There have been seven extensions since the federal student loan payment pause went into effect in March 2020. The reprieve was initiated at the onset of the pandemic as mass unemployment loomed.

Despite the previous extensions making borrowers wary about the news of a restart, expect repayment to resume come January 2023. The White House has explicitly said this would be the last extension.

Here’s what another extension of the payment pause will mean:

  • Borrowers will have had 33 months without having to make a payment.
  • The pause has been interest-free, which means loan principals haven’t grown since it started.
  • Borrowers seeking forgiveness through Public Service Loan Forgiveness and income-driven repayment forgiveness will be 33 months closer to seeing the remainder of their debt canceled.

What the pause has done for borrowers

The pause was initially intended to ease financial pressure on borrowers during the early days of the pandemic.

All of this time without payment has helped borrowers manage their finances. Borrowers didn’t have to pay, on average, $210 per month, according to a March 2022 report from the Federal Reserve Bank of New York. Most borrowers improved their credit standing, and 44% reduced their use of credit cards, according to a March 2022 report from California Policy Lab. Those who did make payments — about 18%, according to the New York Federal Reserve —  potentially lowered their debt faster by taking advantage of 0% interest.

Many borrowers will have had their debt canceled before the restart begins. Since the start of the Biden administration, at least 1.6 million borrowers have received more than $32 billion in student debt discharges through improvements to existing student loan forgiveness programs like Public Service Loan Forgiveness and borrower defense to repayment.

But some borrowers won’t be able to make payments even after forbearance ends; it’s good to explore your repayment options well before then.

Another extension breeds uncertainty

While many federal student loan borrowers have seen their loan balances drop to zero, most borrowers still have debt. After 33 months without payments and logistics to work out around delivering cancellation to borrowers, there’s still a lot of uncertainty.

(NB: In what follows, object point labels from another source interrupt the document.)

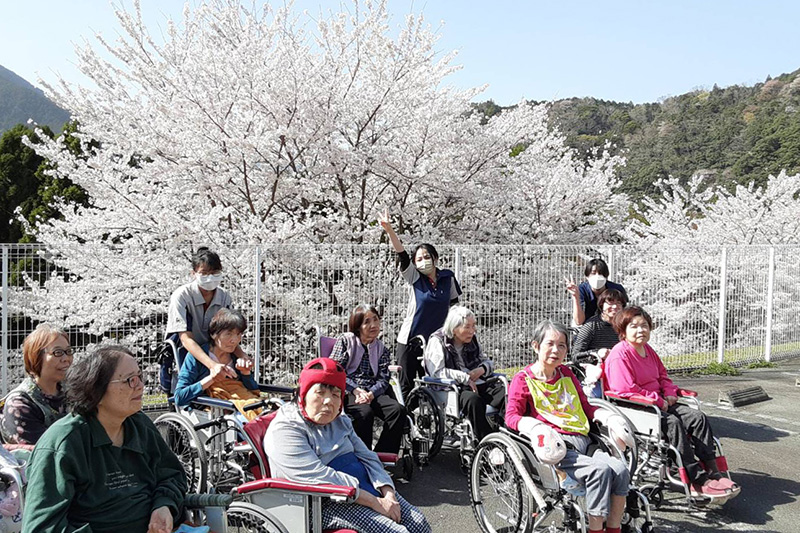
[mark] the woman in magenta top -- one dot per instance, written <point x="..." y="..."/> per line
<point x="633" y="368"/>
<point x="546" y="403"/>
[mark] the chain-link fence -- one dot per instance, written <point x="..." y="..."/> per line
<point x="719" y="304"/>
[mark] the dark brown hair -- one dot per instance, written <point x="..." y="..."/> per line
<point x="88" y="378"/>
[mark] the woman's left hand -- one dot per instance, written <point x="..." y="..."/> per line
<point x="160" y="521"/>
<point x="244" y="365"/>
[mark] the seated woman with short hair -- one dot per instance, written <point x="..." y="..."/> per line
<point x="226" y="330"/>
<point x="309" y="442"/>
<point x="37" y="402"/>
<point x="104" y="468"/>
<point x="366" y="362"/>
<point x="453" y="353"/>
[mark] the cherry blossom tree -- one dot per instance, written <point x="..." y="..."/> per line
<point x="264" y="125"/>
<point x="677" y="264"/>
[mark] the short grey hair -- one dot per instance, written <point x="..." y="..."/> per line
<point x="457" y="316"/>
<point x="548" y="325"/>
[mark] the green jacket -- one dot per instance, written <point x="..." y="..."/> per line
<point x="79" y="482"/>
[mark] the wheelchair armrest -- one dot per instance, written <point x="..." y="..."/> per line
<point x="208" y="401"/>
<point x="387" y="458"/>
<point x="200" y="501"/>
<point x="333" y="491"/>
<point x="276" y="389"/>
<point x="635" y="398"/>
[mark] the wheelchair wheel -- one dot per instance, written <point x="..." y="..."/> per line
<point x="245" y="517"/>
<point x="182" y="439"/>
<point x="500" y="500"/>
<point x="429" y="422"/>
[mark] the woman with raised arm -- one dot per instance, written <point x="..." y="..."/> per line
<point x="431" y="292"/>
<point x="634" y="368"/>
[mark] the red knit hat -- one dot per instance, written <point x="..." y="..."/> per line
<point x="331" y="373"/>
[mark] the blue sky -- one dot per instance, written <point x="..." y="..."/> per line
<point x="635" y="51"/>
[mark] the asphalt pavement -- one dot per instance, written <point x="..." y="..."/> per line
<point x="761" y="442"/>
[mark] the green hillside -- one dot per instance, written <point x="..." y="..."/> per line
<point x="734" y="135"/>
<point x="20" y="101"/>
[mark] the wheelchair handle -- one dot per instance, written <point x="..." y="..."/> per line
<point x="210" y="423"/>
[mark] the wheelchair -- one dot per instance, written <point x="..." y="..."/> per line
<point x="659" y="464"/>
<point x="433" y="404"/>
<point x="511" y="491"/>
<point x="411" y="449"/>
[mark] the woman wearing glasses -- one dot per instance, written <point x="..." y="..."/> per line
<point x="104" y="467"/>
<point x="38" y="401"/>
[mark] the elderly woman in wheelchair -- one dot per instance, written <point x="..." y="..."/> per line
<point x="636" y="377"/>
<point x="309" y="442"/>
<point x="547" y="405"/>
<point x="225" y="330"/>
<point x="453" y="353"/>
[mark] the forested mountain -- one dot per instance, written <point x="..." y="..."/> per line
<point x="733" y="135"/>
<point x="20" y="101"/>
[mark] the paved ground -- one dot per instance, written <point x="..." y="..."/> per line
<point x="761" y="441"/>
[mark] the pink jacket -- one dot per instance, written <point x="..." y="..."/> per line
<point x="628" y="373"/>
<point x="520" y="402"/>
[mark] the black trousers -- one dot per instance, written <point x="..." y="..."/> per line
<point x="386" y="408"/>
<point x="690" y="432"/>
<point x="473" y="405"/>
<point x="408" y="358"/>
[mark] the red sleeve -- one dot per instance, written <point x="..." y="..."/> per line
<point x="519" y="401"/>
<point x="621" y="377"/>
<point x="667" y="386"/>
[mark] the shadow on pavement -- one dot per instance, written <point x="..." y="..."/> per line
<point x="761" y="494"/>
<point x="727" y="428"/>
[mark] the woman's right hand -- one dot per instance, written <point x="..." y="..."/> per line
<point x="389" y="506"/>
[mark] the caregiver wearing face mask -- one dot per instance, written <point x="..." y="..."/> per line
<point x="596" y="283"/>
<point x="191" y="308"/>
<point x="431" y="292"/>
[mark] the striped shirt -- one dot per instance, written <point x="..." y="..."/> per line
<point x="594" y="334"/>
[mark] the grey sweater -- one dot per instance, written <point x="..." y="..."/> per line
<point x="300" y="450"/>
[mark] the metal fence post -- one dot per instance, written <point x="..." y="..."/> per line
<point x="770" y="296"/>
<point x="257" y="309"/>
<point x="457" y="266"/>
<point x="5" y="321"/>
<point x="612" y="264"/>
<point x="723" y="292"/>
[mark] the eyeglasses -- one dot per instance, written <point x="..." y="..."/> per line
<point x="132" y="381"/>
<point x="59" y="353"/>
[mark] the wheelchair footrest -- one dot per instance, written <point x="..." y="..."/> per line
<point x="746" y="396"/>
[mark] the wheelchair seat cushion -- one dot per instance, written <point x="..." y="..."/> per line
<point x="256" y="429"/>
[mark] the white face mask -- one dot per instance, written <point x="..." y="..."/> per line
<point x="208" y="282"/>
<point x="597" y="282"/>
<point x="426" y="266"/>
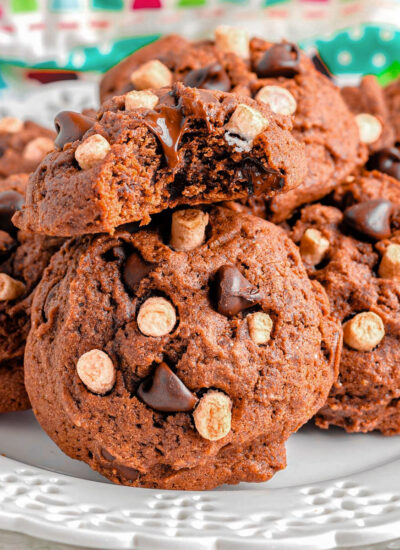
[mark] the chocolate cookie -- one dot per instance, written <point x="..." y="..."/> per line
<point x="22" y="145"/>
<point x="23" y="258"/>
<point x="354" y="252"/>
<point x="152" y="150"/>
<point x="289" y="83"/>
<point x="219" y="65"/>
<point x="367" y="102"/>
<point x="181" y="356"/>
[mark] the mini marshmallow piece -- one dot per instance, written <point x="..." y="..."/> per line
<point x="10" y="125"/>
<point x="91" y="151"/>
<point x="232" y="40"/>
<point x="260" y="327"/>
<point x="369" y="127"/>
<point x="247" y="123"/>
<point x="364" y="331"/>
<point x="313" y="246"/>
<point x="152" y="74"/>
<point x="188" y="229"/>
<point x="143" y="99"/>
<point x="37" y="149"/>
<point x="10" y="289"/>
<point x="279" y="99"/>
<point x="156" y="317"/>
<point x="213" y="415"/>
<point x="389" y="267"/>
<point x="97" y="371"/>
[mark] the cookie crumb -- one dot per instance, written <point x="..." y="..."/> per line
<point x="364" y="331"/>
<point x="96" y="371"/>
<point x="313" y="246"/>
<point x="156" y="317"/>
<point x="92" y="151"/>
<point x="188" y="229"/>
<point x="37" y="149"/>
<point x="213" y="415"/>
<point x="370" y="127"/>
<point x="279" y="99"/>
<point x="260" y="327"/>
<point x="152" y="74"/>
<point x="143" y="99"/>
<point x="232" y="40"/>
<point x="389" y="267"/>
<point x="10" y="289"/>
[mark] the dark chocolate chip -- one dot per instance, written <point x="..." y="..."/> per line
<point x="134" y="270"/>
<point x="129" y="473"/>
<point x="371" y="218"/>
<point x="387" y="161"/>
<point x="279" y="60"/>
<point x="10" y="202"/>
<point x="165" y="392"/>
<point x="108" y="456"/>
<point x="234" y="292"/>
<point x="212" y="77"/>
<point x="70" y="127"/>
<point x="261" y="180"/>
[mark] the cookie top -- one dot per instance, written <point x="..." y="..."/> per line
<point x="288" y="81"/>
<point x="212" y="65"/>
<point x="354" y="252"/>
<point x="23" y="258"/>
<point x="148" y="151"/>
<point x="22" y="145"/>
<point x="367" y="101"/>
<point x="212" y="347"/>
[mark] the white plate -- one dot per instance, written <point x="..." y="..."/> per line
<point x="339" y="490"/>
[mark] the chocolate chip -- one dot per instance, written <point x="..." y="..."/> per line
<point x="129" y="473"/>
<point x="108" y="456"/>
<point x="165" y="392"/>
<point x="10" y="202"/>
<point x="134" y="270"/>
<point x="280" y="60"/>
<point x="371" y="218"/>
<point x="234" y="292"/>
<point x="261" y="180"/>
<point x="70" y="127"/>
<point x="387" y="161"/>
<point x="212" y="77"/>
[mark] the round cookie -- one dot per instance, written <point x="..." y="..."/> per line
<point x="217" y="65"/>
<point x="181" y="356"/>
<point x="23" y="258"/>
<point x="22" y="145"/>
<point x="321" y="120"/>
<point x="354" y="252"/>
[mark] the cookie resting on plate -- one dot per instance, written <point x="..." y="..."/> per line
<point x="354" y="252"/>
<point x="23" y="258"/>
<point x="181" y="356"/>
<point x="149" y="151"/>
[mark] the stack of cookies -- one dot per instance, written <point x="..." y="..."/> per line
<point x="215" y="230"/>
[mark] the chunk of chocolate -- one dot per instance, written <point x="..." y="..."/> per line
<point x="165" y="392"/>
<point x="234" y="292"/>
<point x="70" y="127"/>
<point x="134" y="270"/>
<point x="279" y="60"/>
<point x="371" y="218"/>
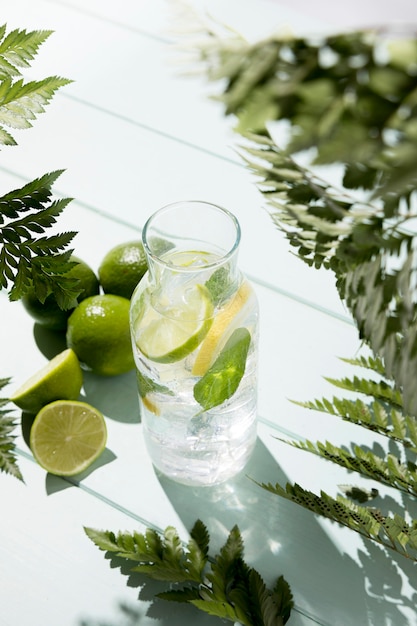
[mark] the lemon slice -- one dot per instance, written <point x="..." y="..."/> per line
<point x="224" y="322"/>
<point x="67" y="436"/>
<point x="172" y="335"/>
<point x="60" y="379"/>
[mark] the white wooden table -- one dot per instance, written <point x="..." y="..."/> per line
<point x="134" y="135"/>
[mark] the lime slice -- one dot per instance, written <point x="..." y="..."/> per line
<point x="67" y="436"/>
<point x="60" y="379"/>
<point x="171" y="335"/>
<point x="224" y="323"/>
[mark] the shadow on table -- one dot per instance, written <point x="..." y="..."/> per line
<point x="102" y="392"/>
<point x="283" y="538"/>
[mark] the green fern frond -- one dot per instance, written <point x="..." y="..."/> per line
<point x="389" y="470"/>
<point x="27" y="259"/>
<point x="375" y="416"/>
<point x="381" y="390"/>
<point x="8" y="461"/>
<point x="392" y="532"/>
<point x="21" y="102"/>
<point x="18" y="48"/>
<point x="224" y="585"/>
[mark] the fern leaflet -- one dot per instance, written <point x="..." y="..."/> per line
<point x="224" y="586"/>
<point x="8" y="461"/>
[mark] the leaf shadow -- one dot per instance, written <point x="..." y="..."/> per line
<point x="104" y="393"/>
<point x="168" y="613"/>
<point x="49" y="342"/>
<point x="54" y="484"/>
<point x="283" y="538"/>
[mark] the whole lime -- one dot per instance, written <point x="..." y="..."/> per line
<point x="98" y="331"/>
<point x="122" y="268"/>
<point x="48" y="313"/>
<point x="61" y="378"/>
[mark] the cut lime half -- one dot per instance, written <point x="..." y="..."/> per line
<point x="67" y="437"/>
<point x="172" y="334"/>
<point x="60" y="379"/>
<point x="223" y="325"/>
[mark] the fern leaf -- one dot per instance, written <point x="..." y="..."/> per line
<point x="373" y="363"/>
<point x="40" y="261"/>
<point x="8" y="461"/>
<point x="20" y="102"/>
<point x="380" y="390"/>
<point x="392" y="532"/>
<point x="388" y="471"/>
<point x="237" y="592"/>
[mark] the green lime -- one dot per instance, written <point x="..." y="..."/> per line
<point x="67" y="436"/>
<point x="60" y="379"/>
<point x="226" y="320"/>
<point x="48" y="313"/>
<point x="122" y="268"/>
<point x="172" y="335"/>
<point x="98" y="332"/>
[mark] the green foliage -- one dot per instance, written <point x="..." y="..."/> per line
<point x="347" y="100"/>
<point x="222" y="379"/>
<point x="20" y="101"/>
<point x="26" y="258"/>
<point x="223" y="586"/>
<point x="349" y="96"/>
<point x="8" y="461"/>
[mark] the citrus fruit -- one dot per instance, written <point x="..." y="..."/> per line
<point x="224" y="322"/>
<point x="98" y="332"/>
<point x="60" y="379"/>
<point x="48" y="313"/>
<point x="67" y="436"/>
<point x="122" y="268"/>
<point x="169" y="336"/>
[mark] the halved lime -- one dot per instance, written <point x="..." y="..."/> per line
<point x="224" y="323"/>
<point x="60" y="379"/>
<point x="172" y="333"/>
<point x="67" y="436"/>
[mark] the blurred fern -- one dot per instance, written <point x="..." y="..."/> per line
<point x="27" y="256"/>
<point x="349" y="99"/>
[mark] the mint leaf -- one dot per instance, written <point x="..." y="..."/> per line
<point x="8" y="461"/>
<point x="219" y="285"/>
<point x="221" y="381"/>
<point x="223" y="585"/>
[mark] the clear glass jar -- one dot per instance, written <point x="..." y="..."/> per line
<point x="194" y="327"/>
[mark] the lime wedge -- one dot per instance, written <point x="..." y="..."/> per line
<point x="224" y="323"/>
<point x="67" y="436"/>
<point x="172" y="334"/>
<point x="60" y="379"/>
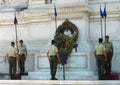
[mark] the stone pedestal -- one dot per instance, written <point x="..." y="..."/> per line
<point x="77" y="68"/>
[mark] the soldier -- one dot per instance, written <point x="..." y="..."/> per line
<point x="109" y="49"/>
<point x="11" y="56"/>
<point x="23" y="55"/>
<point x="101" y="58"/>
<point x="54" y="58"/>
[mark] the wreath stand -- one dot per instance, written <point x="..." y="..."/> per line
<point x="64" y="42"/>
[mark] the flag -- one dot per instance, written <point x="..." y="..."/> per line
<point x="104" y="12"/>
<point x="55" y="11"/>
<point x="15" y="21"/>
<point x="101" y="13"/>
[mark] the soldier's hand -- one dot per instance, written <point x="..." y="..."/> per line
<point x="59" y="60"/>
<point x="49" y="60"/>
<point x="105" y="59"/>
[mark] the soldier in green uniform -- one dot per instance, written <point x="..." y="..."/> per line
<point x="101" y="58"/>
<point x="109" y="49"/>
<point x="54" y="58"/>
<point x="11" y="56"/>
<point x="23" y="55"/>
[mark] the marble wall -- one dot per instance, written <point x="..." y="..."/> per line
<point x="37" y="27"/>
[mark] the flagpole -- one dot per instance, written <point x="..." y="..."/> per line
<point x="55" y="22"/>
<point x="101" y="16"/>
<point x="55" y="14"/>
<point x="105" y="15"/>
<point x="15" y="23"/>
<point x="16" y="34"/>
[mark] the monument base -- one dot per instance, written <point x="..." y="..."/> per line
<point x="69" y="75"/>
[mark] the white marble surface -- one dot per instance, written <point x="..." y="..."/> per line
<point x="37" y="28"/>
<point x="47" y="82"/>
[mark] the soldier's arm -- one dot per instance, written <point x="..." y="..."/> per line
<point x="95" y="54"/>
<point x="58" y="56"/>
<point x="48" y="56"/>
<point x="17" y="56"/>
<point x="105" y="54"/>
<point x="6" y="56"/>
<point x="112" y="49"/>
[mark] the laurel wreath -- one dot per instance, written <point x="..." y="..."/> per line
<point x="65" y="43"/>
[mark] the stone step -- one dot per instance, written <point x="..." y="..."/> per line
<point x="59" y="73"/>
<point x="69" y="75"/>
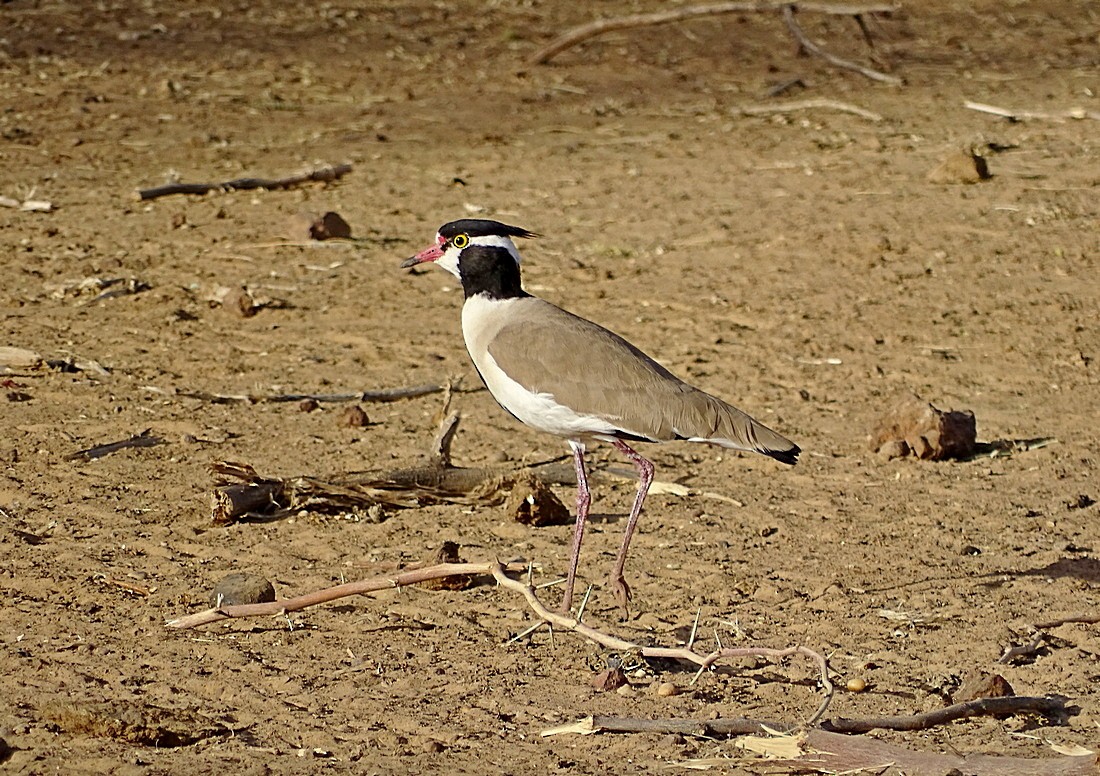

“We need to wait for guidance,” says Scott Buchanan, executive director of the Student Loan Servicing Alliance, representing government-contracted private student loan servicers. “If you call today asking for details, we have nothing to provide. I encourage borrowers to understand that outreach will occur when it’s time for outreach and until then, there’s nothing they need to do.”

According to several news surveys, borrowers with student debt are already more likely to put off crucial financial choices tied to big life decisions, such as getting married, having a child or buying a home.

This lengthy restart delay could mean some borrowers are continuing to delay making financial decisions until their debt is gone. Others may be making financial choices they can afford — like buying a home — but that might be a stretch to keep up with once payments restart.

In fact, says Buchanan, it’s best not to make any major financial decisions based on a cancellation or an extension.

“There are a lot of details to work through, including an implementation timeline of when cancellation is going to happen or whether it’s going to happen [for you],” says Buchanan. “It’s critical that people don’t choose to buy a more expensive car or do something else premised on getting $10k in loan forgiveness until that actually happens.”